What Is International Marketing?

 


International Marketing is the multinational process of planning and executing the conception, pricing, promotion and distribution of ideas, goods, and services to create exchanges that satisfy individual and organizational objectives.

International marketing deals with the following questions:

  • What are the distinct problems of international marketing?
  • Why firms seek to sell overseas?
  • What are the factors determining which markets to enter?
  • What are different methods of entry overseas?
  • What are arguments for and against using the Marketing Mix model overseas?


Definition of international marketing

International marketing means selling the business’s products in foreign markets which are other than the original domestic market. A particular application of marketing concerned with developing and managing trade across international boundaries.

In its marketing activities, a business reduces reliance on intermediaries and establishes direct involvement in the countries in which trade takes place.

The main reasons why businesses may want to sell overseas include achieving higher growth in sales, utilizing excess production capacity, benefiting from economies of scale, spreading Research and Development (R&D) costs over a larger market, finding new markets for existing products or reducing dependence on domestic market. Additionally, home market might be static, declining or too competitive for the firm to thrive.

International marketing is more difficult than domestic marketing, because a business needs to deal with many external factors and constraints that are uncontrollable. Such differences include political systems, legislation, language, cultures, etc. A lack of understanding and respect of different cultures can make it difficult to operate successfully even large businesses.
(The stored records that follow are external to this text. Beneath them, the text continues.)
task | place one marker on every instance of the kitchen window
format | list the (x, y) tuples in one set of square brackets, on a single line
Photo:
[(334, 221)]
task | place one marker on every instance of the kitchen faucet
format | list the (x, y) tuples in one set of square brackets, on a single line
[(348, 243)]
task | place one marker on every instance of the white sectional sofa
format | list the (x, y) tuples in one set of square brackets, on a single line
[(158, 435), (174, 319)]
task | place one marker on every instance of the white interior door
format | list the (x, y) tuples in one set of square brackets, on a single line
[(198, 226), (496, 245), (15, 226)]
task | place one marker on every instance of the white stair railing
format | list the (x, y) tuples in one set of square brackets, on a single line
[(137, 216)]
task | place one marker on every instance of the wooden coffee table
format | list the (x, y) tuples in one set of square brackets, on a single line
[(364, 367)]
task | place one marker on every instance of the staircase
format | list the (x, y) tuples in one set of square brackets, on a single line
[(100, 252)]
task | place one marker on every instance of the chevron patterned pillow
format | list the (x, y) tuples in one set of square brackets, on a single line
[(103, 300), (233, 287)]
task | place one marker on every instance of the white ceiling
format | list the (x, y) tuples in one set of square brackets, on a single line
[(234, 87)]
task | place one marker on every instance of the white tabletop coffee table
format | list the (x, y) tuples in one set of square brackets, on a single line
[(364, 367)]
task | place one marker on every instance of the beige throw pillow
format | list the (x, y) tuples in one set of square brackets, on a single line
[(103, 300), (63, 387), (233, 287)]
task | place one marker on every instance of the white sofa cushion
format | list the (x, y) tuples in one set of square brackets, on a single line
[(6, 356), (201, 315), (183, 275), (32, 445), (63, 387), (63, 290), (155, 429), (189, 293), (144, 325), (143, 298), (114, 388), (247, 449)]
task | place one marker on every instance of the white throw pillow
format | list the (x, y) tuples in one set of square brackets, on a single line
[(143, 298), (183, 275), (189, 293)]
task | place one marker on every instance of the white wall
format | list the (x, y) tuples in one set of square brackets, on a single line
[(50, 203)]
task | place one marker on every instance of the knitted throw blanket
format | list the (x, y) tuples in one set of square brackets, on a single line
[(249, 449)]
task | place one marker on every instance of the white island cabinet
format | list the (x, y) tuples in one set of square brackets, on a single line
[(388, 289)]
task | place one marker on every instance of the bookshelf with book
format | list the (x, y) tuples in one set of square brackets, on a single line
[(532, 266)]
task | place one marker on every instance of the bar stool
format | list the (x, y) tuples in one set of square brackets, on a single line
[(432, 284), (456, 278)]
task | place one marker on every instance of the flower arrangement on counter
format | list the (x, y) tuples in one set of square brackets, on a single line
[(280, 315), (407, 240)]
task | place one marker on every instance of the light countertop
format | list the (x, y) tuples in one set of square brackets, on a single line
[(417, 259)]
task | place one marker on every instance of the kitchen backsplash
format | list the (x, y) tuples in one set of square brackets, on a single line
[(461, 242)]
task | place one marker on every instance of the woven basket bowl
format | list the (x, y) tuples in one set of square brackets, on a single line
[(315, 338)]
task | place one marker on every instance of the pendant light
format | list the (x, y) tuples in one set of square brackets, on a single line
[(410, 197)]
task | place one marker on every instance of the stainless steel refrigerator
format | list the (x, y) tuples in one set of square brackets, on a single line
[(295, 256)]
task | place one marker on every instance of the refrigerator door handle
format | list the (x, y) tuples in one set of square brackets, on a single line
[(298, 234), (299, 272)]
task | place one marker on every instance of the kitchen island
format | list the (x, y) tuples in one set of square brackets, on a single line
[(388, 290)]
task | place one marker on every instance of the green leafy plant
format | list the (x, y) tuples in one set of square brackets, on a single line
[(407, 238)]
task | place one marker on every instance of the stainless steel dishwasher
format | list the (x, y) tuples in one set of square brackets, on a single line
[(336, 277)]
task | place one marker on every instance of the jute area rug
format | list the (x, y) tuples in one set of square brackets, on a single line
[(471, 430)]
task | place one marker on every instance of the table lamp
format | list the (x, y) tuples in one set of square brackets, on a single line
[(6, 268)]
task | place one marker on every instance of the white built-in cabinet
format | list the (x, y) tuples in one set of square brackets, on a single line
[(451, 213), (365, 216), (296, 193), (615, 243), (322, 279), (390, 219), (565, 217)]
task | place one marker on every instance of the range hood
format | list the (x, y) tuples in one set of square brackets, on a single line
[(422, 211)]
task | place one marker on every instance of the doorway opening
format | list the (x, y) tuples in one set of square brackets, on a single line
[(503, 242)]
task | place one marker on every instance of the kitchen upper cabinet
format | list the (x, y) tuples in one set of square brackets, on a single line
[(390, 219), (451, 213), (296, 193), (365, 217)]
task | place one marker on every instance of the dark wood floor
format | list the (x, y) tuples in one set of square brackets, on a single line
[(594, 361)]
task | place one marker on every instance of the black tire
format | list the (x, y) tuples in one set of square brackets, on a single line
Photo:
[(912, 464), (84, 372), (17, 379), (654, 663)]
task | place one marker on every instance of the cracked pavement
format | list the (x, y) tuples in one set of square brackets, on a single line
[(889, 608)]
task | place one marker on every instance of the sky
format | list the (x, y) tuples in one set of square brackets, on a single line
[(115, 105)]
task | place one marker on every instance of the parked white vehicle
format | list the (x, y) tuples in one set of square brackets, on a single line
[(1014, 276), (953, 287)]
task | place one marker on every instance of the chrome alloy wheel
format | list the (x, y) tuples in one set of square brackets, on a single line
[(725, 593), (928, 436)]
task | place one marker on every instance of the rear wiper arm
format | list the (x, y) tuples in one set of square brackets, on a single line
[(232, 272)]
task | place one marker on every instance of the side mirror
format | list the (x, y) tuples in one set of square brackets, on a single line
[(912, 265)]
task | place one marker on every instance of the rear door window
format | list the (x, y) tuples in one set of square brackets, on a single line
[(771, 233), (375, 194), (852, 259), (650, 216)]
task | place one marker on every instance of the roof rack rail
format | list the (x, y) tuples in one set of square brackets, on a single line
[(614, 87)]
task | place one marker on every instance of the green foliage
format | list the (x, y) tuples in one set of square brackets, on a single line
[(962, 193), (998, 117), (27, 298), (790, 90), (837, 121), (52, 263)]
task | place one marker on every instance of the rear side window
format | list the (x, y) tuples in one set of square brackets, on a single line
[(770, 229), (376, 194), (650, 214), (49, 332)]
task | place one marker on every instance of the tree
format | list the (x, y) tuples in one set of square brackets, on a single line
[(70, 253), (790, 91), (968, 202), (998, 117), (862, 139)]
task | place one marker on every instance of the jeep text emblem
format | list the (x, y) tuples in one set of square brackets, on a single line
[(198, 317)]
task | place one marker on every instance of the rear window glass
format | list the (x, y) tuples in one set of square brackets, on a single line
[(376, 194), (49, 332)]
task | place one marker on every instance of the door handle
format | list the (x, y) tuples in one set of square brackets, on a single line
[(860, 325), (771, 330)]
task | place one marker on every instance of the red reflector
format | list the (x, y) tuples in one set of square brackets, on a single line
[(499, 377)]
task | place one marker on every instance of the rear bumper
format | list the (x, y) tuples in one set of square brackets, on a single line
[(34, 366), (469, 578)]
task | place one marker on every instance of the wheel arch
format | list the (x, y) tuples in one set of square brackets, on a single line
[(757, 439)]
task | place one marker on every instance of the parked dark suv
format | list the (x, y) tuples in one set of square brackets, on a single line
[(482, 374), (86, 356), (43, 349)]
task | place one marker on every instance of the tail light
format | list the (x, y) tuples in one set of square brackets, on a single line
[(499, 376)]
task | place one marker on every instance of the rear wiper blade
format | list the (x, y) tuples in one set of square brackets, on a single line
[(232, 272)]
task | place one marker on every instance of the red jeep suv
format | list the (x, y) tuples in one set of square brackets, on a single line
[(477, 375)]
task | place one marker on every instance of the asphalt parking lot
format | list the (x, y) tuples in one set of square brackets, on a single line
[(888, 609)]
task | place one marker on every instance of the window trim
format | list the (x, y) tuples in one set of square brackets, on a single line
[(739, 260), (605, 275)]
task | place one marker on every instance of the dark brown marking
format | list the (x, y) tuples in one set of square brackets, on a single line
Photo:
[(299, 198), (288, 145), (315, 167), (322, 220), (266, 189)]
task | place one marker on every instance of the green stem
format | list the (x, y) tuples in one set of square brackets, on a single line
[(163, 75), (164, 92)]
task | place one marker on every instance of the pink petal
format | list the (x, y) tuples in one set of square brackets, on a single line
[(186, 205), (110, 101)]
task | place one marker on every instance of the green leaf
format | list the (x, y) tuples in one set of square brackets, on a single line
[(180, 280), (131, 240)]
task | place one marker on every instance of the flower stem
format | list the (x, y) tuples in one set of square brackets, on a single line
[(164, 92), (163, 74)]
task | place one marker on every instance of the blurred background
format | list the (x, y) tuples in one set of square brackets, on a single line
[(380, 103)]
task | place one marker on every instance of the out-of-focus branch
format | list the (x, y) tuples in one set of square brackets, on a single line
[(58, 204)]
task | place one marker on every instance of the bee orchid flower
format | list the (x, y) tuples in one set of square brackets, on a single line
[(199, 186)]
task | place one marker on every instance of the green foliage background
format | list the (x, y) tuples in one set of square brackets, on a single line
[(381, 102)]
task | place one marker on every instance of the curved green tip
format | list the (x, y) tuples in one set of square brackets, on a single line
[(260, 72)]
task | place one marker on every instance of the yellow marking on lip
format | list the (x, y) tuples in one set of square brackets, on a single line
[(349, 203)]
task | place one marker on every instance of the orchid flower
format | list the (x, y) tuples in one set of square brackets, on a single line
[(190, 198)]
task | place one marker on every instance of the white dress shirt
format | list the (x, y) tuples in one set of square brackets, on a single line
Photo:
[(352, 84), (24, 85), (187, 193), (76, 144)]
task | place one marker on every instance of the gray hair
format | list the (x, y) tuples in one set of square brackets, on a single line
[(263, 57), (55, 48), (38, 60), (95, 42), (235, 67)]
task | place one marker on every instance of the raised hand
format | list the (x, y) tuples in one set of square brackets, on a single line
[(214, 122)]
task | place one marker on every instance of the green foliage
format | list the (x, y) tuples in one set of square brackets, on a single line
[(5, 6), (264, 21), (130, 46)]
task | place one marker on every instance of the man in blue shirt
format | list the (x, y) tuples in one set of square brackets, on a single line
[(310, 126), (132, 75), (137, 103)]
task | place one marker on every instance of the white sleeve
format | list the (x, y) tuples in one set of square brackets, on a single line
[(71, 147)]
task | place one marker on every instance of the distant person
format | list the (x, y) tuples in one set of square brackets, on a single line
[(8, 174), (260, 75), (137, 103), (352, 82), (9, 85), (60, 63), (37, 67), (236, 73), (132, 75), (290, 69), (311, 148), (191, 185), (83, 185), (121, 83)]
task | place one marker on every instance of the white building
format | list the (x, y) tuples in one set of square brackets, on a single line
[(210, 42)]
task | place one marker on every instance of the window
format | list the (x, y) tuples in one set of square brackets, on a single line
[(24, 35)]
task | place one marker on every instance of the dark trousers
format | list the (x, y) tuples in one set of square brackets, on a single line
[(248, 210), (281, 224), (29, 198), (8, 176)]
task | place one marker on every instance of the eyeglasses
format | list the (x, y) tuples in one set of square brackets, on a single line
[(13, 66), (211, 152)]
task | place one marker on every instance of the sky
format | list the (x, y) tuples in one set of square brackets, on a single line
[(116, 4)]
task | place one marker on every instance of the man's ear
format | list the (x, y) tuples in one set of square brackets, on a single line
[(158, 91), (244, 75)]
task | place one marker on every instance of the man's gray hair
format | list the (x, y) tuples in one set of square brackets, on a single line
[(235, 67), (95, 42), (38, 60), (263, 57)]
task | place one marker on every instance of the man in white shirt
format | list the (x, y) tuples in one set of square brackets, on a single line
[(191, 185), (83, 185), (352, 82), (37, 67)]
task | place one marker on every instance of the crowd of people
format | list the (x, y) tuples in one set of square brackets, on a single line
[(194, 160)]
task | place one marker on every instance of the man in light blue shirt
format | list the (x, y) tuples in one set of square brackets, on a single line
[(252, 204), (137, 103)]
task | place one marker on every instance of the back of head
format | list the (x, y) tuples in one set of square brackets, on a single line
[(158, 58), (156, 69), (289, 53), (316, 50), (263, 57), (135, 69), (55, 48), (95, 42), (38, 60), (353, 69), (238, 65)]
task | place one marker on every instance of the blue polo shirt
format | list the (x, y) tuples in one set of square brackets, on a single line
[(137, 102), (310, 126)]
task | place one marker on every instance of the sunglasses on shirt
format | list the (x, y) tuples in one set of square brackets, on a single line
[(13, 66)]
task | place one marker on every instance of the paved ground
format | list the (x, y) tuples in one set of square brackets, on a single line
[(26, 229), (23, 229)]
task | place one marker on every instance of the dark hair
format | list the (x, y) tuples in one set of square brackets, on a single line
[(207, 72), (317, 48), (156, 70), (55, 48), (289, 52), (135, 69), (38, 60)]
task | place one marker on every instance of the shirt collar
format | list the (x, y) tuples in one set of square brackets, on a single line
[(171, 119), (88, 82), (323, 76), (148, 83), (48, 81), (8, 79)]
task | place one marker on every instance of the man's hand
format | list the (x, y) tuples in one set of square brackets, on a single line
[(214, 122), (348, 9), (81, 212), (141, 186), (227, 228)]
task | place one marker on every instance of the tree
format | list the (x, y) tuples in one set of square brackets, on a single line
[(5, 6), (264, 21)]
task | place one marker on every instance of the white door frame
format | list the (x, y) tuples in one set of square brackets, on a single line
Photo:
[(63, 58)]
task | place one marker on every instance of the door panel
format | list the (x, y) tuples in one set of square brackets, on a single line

Example 1: Walmart, the world’s largest hypermarket (superstore), was not very successful in Germany due to cultural insensitivity as one of the major causes. It did not acknowledge the differences in customer behavior and culture in Germany when compared to its US customers. For example, Walmart’s friendly shop assistants were helping customers to pack shopping bags at the supermarket while German customers do not like to be assisted because they prefer to do their own search for bargains. Finally, Walmart sold its stores in Germany to local rival Metro.

So, what questions does a company need to ask when thinking of engaging in international marketing for the first time?

  • Should the organization seek overseas markets?
  • Which countries?
  • How should it enter these markets?
  • What products to sell? Do those products need to be adapted?
  • How and to what extent does the Marketing Mix need to be adapted?

In short, international marketing means marketing and trading a good or service to consumers outside the company’s home country.